During their heyday, the Smashing Pumpkins captured the roller coaster ride of adolescence — with all its beautiful urgency and angst. They captured the freedom of knowing that your curfew wasn’t for another few hours. To a similar extent, Billy Corgan’s new band, Zwan, carries on this legacy.
Like a phoenix rising from the ashes of low album sales and disappointing reviews, Corgan has returned to once again reclaim his throne as an alt-rock virtuoso. With the release of the group’s first album, “Mary Star of the Sea,” Corgan is reborn as Billy Burke and is joined by part-time Smashing Pumpkins drummer Jimmy Chamberlin. Chavez’s Matt Sweeney, Paz Lenchantin of A Perfect Circle
and Dave Pajo from the bands Slint and Papa M.
Although comparing Zwan to the Pumpkins is inevitable, it’s also
futile, and it will only prevent
the listener from fully enjoying
the album.
Tuning into the poppy,
optimistic radio-friendly single ‘Honestly’ is a stark reminder of Corgan’s trademark alley cat
vocals. The chord progressions too are familiar — Corgan receives most of the songwriting credit.
However, Pajo’s incredible talent is a new addition.
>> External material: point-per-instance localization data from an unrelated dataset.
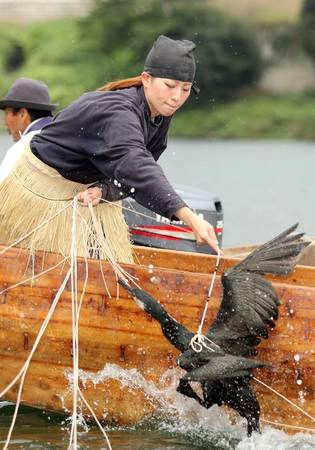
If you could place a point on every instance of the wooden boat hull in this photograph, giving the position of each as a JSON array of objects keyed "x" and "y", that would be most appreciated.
[{"x": 114, "y": 332}]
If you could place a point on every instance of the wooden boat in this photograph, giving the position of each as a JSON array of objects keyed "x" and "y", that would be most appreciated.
[{"x": 115, "y": 331}]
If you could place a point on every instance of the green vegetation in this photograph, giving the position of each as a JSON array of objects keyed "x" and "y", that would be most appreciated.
[
  {"x": 76, "y": 55},
  {"x": 308, "y": 27},
  {"x": 261, "y": 117}
]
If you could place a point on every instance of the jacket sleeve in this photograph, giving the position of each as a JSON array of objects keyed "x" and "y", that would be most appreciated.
[{"x": 130, "y": 167}]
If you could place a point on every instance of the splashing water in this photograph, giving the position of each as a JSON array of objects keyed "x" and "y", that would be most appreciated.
[{"x": 181, "y": 417}]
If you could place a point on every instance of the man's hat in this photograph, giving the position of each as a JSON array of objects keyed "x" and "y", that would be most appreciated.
[
  {"x": 174, "y": 59},
  {"x": 28, "y": 93}
]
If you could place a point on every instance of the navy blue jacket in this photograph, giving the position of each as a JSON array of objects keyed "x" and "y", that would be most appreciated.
[{"x": 110, "y": 136}]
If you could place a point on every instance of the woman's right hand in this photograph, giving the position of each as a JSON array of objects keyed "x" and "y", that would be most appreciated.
[{"x": 203, "y": 230}]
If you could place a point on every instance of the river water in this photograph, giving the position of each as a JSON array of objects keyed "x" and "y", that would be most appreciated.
[{"x": 264, "y": 187}]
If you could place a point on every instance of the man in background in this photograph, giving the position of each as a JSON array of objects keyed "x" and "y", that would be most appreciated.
[{"x": 27, "y": 109}]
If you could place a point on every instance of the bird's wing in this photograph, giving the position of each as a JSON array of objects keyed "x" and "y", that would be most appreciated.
[
  {"x": 249, "y": 303},
  {"x": 176, "y": 333}
]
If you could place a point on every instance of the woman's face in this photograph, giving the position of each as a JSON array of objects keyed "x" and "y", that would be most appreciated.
[{"x": 164, "y": 96}]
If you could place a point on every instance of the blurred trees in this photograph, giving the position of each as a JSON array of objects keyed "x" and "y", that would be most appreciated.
[
  {"x": 120, "y": 33},
  {"x": 308, "y": 27}
]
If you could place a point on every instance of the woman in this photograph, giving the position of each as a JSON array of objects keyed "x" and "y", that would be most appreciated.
[{"x": 111, "y": 138}]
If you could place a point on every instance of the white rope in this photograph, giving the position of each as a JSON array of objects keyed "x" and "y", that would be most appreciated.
[
  {"x": 199, "y": 341},
  {"x": 76, "y": 307},
  {"x": 23, "y": 370}
]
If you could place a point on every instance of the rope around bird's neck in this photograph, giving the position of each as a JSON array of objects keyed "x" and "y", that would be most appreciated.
[{"x": 200, "y": 341}]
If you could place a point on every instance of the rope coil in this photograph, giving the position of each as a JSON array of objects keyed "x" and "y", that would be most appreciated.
[{"x": 200, "y": 341}]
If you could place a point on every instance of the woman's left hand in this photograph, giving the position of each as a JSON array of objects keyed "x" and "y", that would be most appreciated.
[{"x": 91, "y": 196}]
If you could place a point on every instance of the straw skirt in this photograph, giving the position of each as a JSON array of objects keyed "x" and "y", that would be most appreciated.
[{"x": 36, "y": 204}]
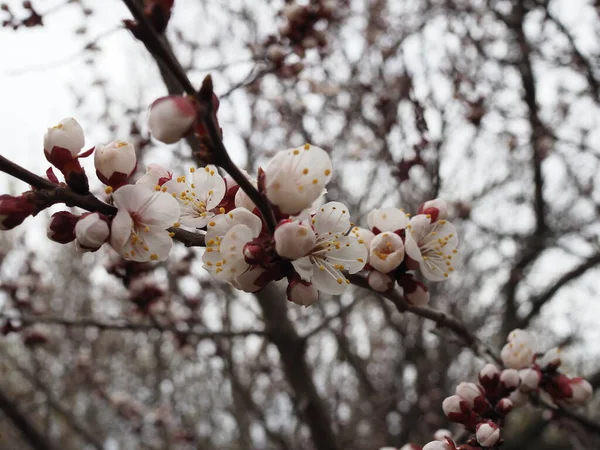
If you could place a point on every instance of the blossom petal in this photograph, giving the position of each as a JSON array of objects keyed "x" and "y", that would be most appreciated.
[
  {"x": 120, "y": 230},
  {"x": 304, "y": 268},
  {"x": 387, "y": 219},
  {"x": 332, "y": 217},
  {"x": 296, "y": 177}
]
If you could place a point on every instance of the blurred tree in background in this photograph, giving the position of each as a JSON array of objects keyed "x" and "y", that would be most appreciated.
[{"x": 490, "y": 105}]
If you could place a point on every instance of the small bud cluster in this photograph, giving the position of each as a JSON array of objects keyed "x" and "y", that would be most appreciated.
[
  {"x": 481, "y": 407},
  {"x": 398, "y": 244}
]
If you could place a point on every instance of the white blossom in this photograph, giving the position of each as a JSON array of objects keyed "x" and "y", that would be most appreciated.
[
  {"x": 519, "y": 351},
  {"x": 226, "y": 237},
  {"x": 296, "y": 177},
  {"x": 333, "y": 252},
  {"x": 91, "y": 231},
  {"x": 138, "y": 231},
  {"x": 488, "y": 434},
  {"x": 387, "y": 219},
  {"x": 294, "y": 239},
  {"x": 386, "y": 252},
  {"x": 198, "y": 195},
  {"x": 170, "y": 118},
  {"x": 116, "y": 157},
  {"x": 432, "y": 245},
  {"x": 68, "y": 134}
]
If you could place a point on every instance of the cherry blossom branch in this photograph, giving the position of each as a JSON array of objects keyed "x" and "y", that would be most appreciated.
[
  {"x": 91, "y": 322},
  {"x": 49, "y": 194},
  {"x": 219, "y": 154}
]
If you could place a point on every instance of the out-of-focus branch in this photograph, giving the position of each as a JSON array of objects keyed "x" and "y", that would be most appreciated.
[
  {"x": 442, "y": 320},
  {"x": 90, "y": 322},
  {"x": 538, "y": 302},
  {"x": 28, "y": 430},
  {"x": 291, "y": 346},
  {"x": 56, "y": 405}
]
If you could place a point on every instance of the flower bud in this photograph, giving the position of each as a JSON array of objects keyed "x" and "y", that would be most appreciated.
[
  {"x": 474, "y": 396},
  {"x": 551, "y": 359},
  {"x": 155, "y": 175},
  {"x": 380, "y": 282},
  {"x": 67, "y": 135},
  {"x": 488, "y": 434},
  {"x": 415, "y": 292},
  {"x": 489, "y": 376},
  {"x": 518, "y": 398},
  {"x": 91, "y": 231},
  {"x": 442, "y": 434},
  {"x": 437, "y": 209},
  {"x": 504, "y": 406},
  {"x": 302, "y": 293},
  {"x": 293, "y": 239},
  {"x": 520, "y": 350},
  {"x": 437, "y": 445},
  {"x": 61, "y": 227},
  {"x": 509, "y": 378},
  {"x": 14, "y": 210},
  {"x": 171, "y": 118},
  {"x": 530, "y": 379},
  {"x": 457, "y": 409},
  {"x": 115, "y": 162},
  {"x": 386, "y": 252}
]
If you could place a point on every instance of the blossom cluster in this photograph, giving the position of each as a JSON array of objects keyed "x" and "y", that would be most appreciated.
[
  {"x": 314, "y": 246},
  {"x": 481, "y": 407}
]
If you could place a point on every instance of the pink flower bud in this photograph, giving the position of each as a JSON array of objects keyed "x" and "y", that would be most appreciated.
[
  {"x": 509, "y": 378},
  {"x": 415, "y": 292},
  {"x": 489, "y": 376},
  {"x": 442, "y": 434},
  {"x": 302, "y": 293},
  {"x": 407, "y": 447},
  {"x": 530, "y": 379},
  {"x": 171, "y": 118},
  {"x": 457, "y": 409},
  {"x": 61, "y": 228},
  {"x": 551, "y": 359},
  {"x": 294, "y": 239},
  {"x": 115, "y": 162},
  {"x": 91, "y": 231},
  {"x": 437, "y": 445},
  {"x": 520, "y": 350},
  {"x": 380, "y": 282},
  {"x": 504, "y": 406},
  {"x": 436, "y": 208},
  {"x": 488, "y": 434},
  {"x": 67, "y": 135},
  {"x": 386, "y": 252},
  {"x": 473, "y": 394}
]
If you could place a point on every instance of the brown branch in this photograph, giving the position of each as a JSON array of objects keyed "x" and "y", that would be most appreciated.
[
  {"x": 28, "y": 430},
  {"x": 442, "y": 320},
  {"x": 220, "y": 156}
]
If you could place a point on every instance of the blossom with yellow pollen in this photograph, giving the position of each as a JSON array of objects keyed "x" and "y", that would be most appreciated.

His touch is at its finest about five and a half minutes into the track “Jesus, I / Mary Star of the Sea.” Each note is heavy like ether, until Chamberlin picks up the beat and Corgan starts singing, “And everything just feels like rain / the road we’re on / the things we crave … if I should sleep / what’s left to dream.”
Other standout tracks include the ballad “Of a Broken Heart” and “Settle Down,” which is filled with classic Pumpkins guitar riffs.
The music floats painlessly from the speaker to the ear, but the songs fail to stay with the listener for longer than the duration of the album. “Mary Star of the Sea” is none of the artists’ best work.
Although the release lacks some edge, when compared to what has been poisoning the airwaves
the past few years, it is a small beam of hope.